Over the last few decades we’ve seen a variety of large and amazing telescopes. From the Hubble Space Telescope to the Herschel Space Observatory, we’ve been able to observe our Solar System, the Milky Way and even the universe in unprecedented detail.
Now, the ESA wants to attempt something new. Using the revolutionary Gaia spacecraft, it will track the motion and position of 1% of the 100 billion stars in our own galaxy. It’s a daunting prospect but one that could provide us with a fresh new insight into the formation and structure of the Milky Way, and also glean new information about asteroids, exoplanets and our Solar System.
The Gaia spacecraft will fly the largest camera ever with a total of about 1,000 million pixels. This revolutionary piece of equipment will be performing wide-angle astrometry – the science of determining the position of objects in the sky – to complete its five-year mission. Until now, astrometry has largely been confined to Earth, and it has been difficult. The Sun and the Moon are both a nuisance for Earth-based astrometry, which is what makes Gaia so important.
This spacecraft won’t be placed in orbit around Earth, but flown out to the Sun-Earth Lagrange Point 2, a position 1.5 million kilometres (930,000 miles) away in line with the Earth and Sun that provides a shielded view of the entire cosmos. “All the ‘bad things’, the Sun, the Earth and the Moon, are roughly in the same direction,” says Gaia Project Scientist Timo Prusti. “So if you shield that ‘bad’ direction, then you are free to look the other side.”
The L2 position will enable Gaia to use its incredible camera to make the largest and most precise three-dimension map of our galaxy. Every star it observes will be accurately measured to determine its motion around the centre of the galaxy. Most stars gained their motion from the birth of the Milky Way so, by studying this, Gaia will enable astronomers to peer back in the history of the galaxy. Gaia will observe each of its one billion stars about 100 times.
Gaia is also expected to make other discoveries. It “will also address questions concerning our own Solar System, extra galactic objects (some half a million quasars will be observed and several million galaxies), stellar astrophysics (by providing the distances to objects) and general relativity,” explains Prusti. Gaia will also “provide several thousand new planets, but the strength is in the area of Jupiter-like planets in five to ten year periods around their stars.”

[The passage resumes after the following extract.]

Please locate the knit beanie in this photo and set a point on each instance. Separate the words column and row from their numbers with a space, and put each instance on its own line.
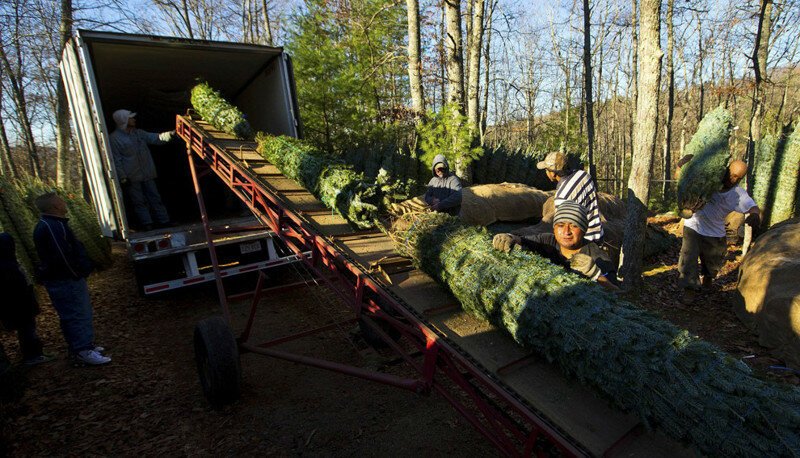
column 572, row 212
column 121, row 118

The spacecraft itself is composed of three main components totaling about two tons in launch mass. The first is the payload module, which provides support and electronics for the camera and also processes the raw data. The mechanical service module houses mechanical, structural and thermal elements that support the camera and the spacecraft’s electronics. Finally the electrical service module manages the data and provides communication with Earth, amongst other tasks.
Gaia’s camera isn’t like a traditional camera, though. “Gaia will provide roughly the same spatial precision as Hubble, but for the whole sky,” explains Prusti. “However, Gaia is only doing point sources. So you will not get the pretty pictures Hubble is providing. Gaia provides an all sky map with high precision positions and movements of objects”
Gaia is expected to launch in August 2013 atop a Soyuz rocket. While its initial mission will last until 2018, it could be extended. “Hardware and propellant is scoped nominally for a one year extension,” says Prusti, “and clearly if everything works it is no problem to find a science case to support applications for further extensions.” However long it lasts, you can be sure that Gaia’s mission will provide some groundbreaking scientific discoveries that will increase our understanding of the Milky Way and its resident objects.